There are probably several different narratives I could tell about my history with ME/CFS/Fibromyalgia. The simplest explanation is that I developed it as a repercussion of glandular fever when I was 19 in 1998. It took a few years to get a diagnosis, partly because my sister also had ME but my experience was quite different from hers. I had a definite boom and bust pattern, with the boom periods being fairly normal. Over time I acquired more symptoms.
I used to be able to maintain part-time work through general pacing, although I usually felt ill. For a period of time a decade ago I was 95% recovered and working full time hours. Over a few years I had downward steps following viruses. Then in 2012 I had a sudden, severe relapse and I haven’t bounced back from this.
I have been mostly housebound/bedbound and my legs turn to concrete when I try to walk more than a few metres. I seem to make reasonable improvements and then setbacks undo it.

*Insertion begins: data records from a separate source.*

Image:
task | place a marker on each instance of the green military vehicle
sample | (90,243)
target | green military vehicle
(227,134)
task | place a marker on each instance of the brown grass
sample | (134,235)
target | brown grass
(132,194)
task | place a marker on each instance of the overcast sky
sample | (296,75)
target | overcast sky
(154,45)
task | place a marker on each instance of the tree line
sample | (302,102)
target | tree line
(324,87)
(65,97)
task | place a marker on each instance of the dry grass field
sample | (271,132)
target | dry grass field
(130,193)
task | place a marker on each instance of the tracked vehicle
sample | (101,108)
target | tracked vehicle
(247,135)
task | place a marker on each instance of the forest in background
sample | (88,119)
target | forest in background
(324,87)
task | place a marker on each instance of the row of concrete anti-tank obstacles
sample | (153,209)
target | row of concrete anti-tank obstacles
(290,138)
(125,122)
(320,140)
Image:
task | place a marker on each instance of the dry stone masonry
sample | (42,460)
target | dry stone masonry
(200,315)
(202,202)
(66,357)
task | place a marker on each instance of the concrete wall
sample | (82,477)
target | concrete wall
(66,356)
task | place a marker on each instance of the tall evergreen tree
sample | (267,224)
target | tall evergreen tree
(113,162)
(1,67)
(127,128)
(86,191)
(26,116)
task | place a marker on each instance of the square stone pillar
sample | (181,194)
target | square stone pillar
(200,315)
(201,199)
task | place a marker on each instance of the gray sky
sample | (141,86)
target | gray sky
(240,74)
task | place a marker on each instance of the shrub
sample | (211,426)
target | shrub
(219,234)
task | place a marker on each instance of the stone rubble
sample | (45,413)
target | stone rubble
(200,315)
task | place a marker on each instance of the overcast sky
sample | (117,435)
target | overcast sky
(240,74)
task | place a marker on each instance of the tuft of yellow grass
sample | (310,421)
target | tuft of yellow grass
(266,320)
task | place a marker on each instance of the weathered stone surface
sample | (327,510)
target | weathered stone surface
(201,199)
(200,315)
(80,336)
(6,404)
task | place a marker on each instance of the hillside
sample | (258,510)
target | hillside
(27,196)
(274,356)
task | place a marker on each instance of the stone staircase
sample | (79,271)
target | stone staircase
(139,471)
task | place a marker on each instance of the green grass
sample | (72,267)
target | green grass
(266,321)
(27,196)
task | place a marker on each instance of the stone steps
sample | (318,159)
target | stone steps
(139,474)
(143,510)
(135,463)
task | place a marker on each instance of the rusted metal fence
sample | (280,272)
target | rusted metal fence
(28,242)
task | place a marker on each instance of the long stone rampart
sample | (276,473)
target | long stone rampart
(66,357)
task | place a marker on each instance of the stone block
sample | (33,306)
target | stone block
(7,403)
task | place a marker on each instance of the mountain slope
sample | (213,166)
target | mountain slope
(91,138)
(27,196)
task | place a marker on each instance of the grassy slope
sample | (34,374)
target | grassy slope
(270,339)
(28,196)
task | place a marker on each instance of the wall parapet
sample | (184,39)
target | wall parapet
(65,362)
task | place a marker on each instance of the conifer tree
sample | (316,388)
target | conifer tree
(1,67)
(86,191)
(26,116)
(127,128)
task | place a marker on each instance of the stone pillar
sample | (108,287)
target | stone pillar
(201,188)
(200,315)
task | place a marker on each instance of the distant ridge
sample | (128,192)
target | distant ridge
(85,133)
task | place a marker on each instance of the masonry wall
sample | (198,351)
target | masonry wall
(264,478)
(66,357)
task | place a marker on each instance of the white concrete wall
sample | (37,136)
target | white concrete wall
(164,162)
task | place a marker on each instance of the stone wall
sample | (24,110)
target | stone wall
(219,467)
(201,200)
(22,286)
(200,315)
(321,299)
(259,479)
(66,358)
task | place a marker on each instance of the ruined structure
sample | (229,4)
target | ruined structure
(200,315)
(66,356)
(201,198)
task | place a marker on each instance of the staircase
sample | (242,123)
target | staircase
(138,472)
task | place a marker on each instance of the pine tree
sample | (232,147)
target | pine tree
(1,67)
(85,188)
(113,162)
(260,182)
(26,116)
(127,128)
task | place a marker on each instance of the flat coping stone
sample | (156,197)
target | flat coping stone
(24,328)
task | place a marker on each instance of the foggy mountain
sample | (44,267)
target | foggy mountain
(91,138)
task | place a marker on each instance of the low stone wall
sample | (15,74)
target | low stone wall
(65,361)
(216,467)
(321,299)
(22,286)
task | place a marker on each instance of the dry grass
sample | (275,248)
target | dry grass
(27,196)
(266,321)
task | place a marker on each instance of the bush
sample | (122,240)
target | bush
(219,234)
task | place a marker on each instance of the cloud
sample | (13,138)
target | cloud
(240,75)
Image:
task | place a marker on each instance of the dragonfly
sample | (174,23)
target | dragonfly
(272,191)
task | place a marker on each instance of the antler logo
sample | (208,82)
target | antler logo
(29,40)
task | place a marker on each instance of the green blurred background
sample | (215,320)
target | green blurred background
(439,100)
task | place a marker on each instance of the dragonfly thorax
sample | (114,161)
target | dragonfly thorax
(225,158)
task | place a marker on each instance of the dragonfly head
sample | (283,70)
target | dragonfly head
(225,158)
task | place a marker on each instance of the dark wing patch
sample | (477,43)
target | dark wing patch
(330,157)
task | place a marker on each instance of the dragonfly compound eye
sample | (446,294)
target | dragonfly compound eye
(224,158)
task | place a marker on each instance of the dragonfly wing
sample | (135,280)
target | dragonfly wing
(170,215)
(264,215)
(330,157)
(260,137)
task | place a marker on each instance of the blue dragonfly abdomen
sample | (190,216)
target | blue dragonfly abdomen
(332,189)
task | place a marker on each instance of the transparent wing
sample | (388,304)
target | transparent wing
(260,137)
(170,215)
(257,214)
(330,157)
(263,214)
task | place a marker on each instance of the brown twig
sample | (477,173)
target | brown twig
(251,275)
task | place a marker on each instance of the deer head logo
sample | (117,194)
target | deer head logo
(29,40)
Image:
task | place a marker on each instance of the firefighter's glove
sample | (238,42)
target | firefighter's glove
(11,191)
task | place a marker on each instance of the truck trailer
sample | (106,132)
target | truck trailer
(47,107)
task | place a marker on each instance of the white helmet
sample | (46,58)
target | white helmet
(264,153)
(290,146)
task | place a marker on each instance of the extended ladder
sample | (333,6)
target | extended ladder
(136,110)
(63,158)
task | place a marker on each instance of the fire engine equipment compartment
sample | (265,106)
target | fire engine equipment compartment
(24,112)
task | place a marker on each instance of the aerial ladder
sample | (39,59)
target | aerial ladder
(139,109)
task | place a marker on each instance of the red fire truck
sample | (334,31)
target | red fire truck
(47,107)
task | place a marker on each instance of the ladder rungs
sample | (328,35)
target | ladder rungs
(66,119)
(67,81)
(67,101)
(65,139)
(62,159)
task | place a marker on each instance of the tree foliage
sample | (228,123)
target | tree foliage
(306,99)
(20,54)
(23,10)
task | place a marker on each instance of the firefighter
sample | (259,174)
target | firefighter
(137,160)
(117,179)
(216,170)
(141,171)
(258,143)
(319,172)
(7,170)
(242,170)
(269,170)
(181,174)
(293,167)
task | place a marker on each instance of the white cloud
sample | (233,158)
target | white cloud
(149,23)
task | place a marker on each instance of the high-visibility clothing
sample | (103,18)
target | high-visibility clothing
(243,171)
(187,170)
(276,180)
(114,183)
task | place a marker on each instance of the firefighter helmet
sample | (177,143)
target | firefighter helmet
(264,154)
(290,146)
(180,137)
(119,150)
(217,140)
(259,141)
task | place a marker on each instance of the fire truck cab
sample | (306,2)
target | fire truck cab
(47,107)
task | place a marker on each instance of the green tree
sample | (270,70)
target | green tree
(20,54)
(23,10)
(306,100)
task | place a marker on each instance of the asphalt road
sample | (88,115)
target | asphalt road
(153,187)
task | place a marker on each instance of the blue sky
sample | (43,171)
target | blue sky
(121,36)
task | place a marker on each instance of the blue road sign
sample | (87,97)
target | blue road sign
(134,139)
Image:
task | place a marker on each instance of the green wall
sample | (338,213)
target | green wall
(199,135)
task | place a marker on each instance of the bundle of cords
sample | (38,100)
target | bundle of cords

Since 2012 I have been concentrating on learning more about relaxation techniques, alternative approaches to CFS/ME and current research developments. I was finding it difficult to read (as if I’ve developed dyslexia), which made it hard to access information. I hope I can help you by providing resources all in one place. My difficulty finding accessible, affordable tips was the motivation to start this blog.
I am no ME guru, as I am still virtually housebound myself. I hope that one day this page will contain my recovery story.